While we wait for the mullahs to act on Mr. Reid’s enlightened vision and cede power to Iran’s reformist generation, however, there are more pressing problems back in the real world — like Tehran’s role in smuggling IEDs into Iraq. In response to the IED problem, Mr. Bush has granted authority to U.S. troops to to use all necessary measures to protect themselves and Iraqi civilians from harm; to make this a reality, Mr. Bush is reported to have given U.S. troops the authority to kill or capture Iranian operatives inside Iraq. Until now, U.S. forces have tried to avoid conflict with Tehran by using a policy called “catch and release” (not entirely unlike the failed policy for combatting illegal immigrants in the United States) in dealing with Iranian operatives in Iraq, who would be detained for a brief period by U.S. forces, then sent on their way. Unsurprisingly, the program was a failure that emboldened Tehran to continue its subversion.
On Friday, Defense Secretary Robert Gates (who less than three years ago had joined with Zbigniew Brzezinski in calling for U.S. engagement with Iran) delivered a compelling, impassioned defense of the new U.S. policy. Mr. Gates emphasized that under the program, U.S. troops would not cross the border into Iran. But American soldiers, he said, are not “simply going to stand by and let people bring sophisticated IEDs into the country that can disable an Abrams tank and give them a free pass.” Noting that the IEDs are causing 70 percent of U.S. casualties in Iraq, Mr. Gates stated bluntly that “if you are in Iraq and are trying to kill our troops, then you should consider yourself a target.”

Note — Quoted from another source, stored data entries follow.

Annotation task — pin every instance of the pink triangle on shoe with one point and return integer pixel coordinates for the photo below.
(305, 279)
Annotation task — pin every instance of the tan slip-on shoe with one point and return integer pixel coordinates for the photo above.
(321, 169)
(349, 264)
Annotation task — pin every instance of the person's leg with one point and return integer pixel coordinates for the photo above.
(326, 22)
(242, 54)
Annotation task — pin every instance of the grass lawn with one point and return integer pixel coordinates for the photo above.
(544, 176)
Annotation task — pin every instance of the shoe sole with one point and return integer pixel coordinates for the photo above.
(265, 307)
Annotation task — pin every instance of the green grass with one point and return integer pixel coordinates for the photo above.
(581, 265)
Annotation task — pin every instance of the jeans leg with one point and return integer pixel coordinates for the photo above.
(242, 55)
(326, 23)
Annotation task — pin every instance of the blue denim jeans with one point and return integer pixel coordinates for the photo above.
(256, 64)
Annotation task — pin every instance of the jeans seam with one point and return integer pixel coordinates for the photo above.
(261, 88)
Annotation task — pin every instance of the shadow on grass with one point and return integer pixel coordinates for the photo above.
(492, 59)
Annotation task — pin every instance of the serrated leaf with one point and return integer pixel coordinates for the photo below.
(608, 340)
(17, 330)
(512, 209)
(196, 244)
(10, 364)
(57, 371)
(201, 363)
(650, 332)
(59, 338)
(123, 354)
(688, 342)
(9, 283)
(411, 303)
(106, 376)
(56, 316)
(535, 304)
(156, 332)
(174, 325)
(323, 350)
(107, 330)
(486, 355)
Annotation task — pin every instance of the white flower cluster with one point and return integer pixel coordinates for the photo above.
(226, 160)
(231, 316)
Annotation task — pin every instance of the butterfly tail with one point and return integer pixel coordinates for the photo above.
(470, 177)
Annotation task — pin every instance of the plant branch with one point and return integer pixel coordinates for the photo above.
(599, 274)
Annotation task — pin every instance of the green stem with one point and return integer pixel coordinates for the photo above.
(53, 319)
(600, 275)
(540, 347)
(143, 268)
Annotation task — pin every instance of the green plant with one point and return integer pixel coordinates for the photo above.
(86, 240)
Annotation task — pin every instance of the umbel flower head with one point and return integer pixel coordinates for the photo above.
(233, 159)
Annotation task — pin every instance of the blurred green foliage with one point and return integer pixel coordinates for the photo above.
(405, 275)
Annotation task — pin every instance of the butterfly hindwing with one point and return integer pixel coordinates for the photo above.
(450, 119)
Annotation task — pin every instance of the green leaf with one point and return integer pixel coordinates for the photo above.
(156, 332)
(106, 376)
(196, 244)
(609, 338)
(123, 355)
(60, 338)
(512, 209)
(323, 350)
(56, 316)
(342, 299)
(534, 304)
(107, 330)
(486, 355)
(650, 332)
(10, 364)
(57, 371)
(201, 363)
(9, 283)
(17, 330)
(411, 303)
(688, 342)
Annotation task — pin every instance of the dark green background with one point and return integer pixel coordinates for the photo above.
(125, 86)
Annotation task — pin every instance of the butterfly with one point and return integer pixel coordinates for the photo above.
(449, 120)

Iranian officials reacted by denouncing the new American policy as “terrorist” in nature. As for Mr. Reid, when asked about Mr. Bush’s lethal force order, he graciously agreed that U.S. troops may defend themselves. The majority leader then appeared to suggest that the president needed to do more to engage the Holocaust-denying regime in Tehran, stating that Mr. Bush should be working with other countries in the region to prevent hostilities with Iran from escalating, instead of “sending battle carrier groups” to sit near the Iranian coast. Unfortunately, Harry Reid, with all his childlike geopolitical innocence, symbolizes all too well the Democratic Party leadership in the current Congress.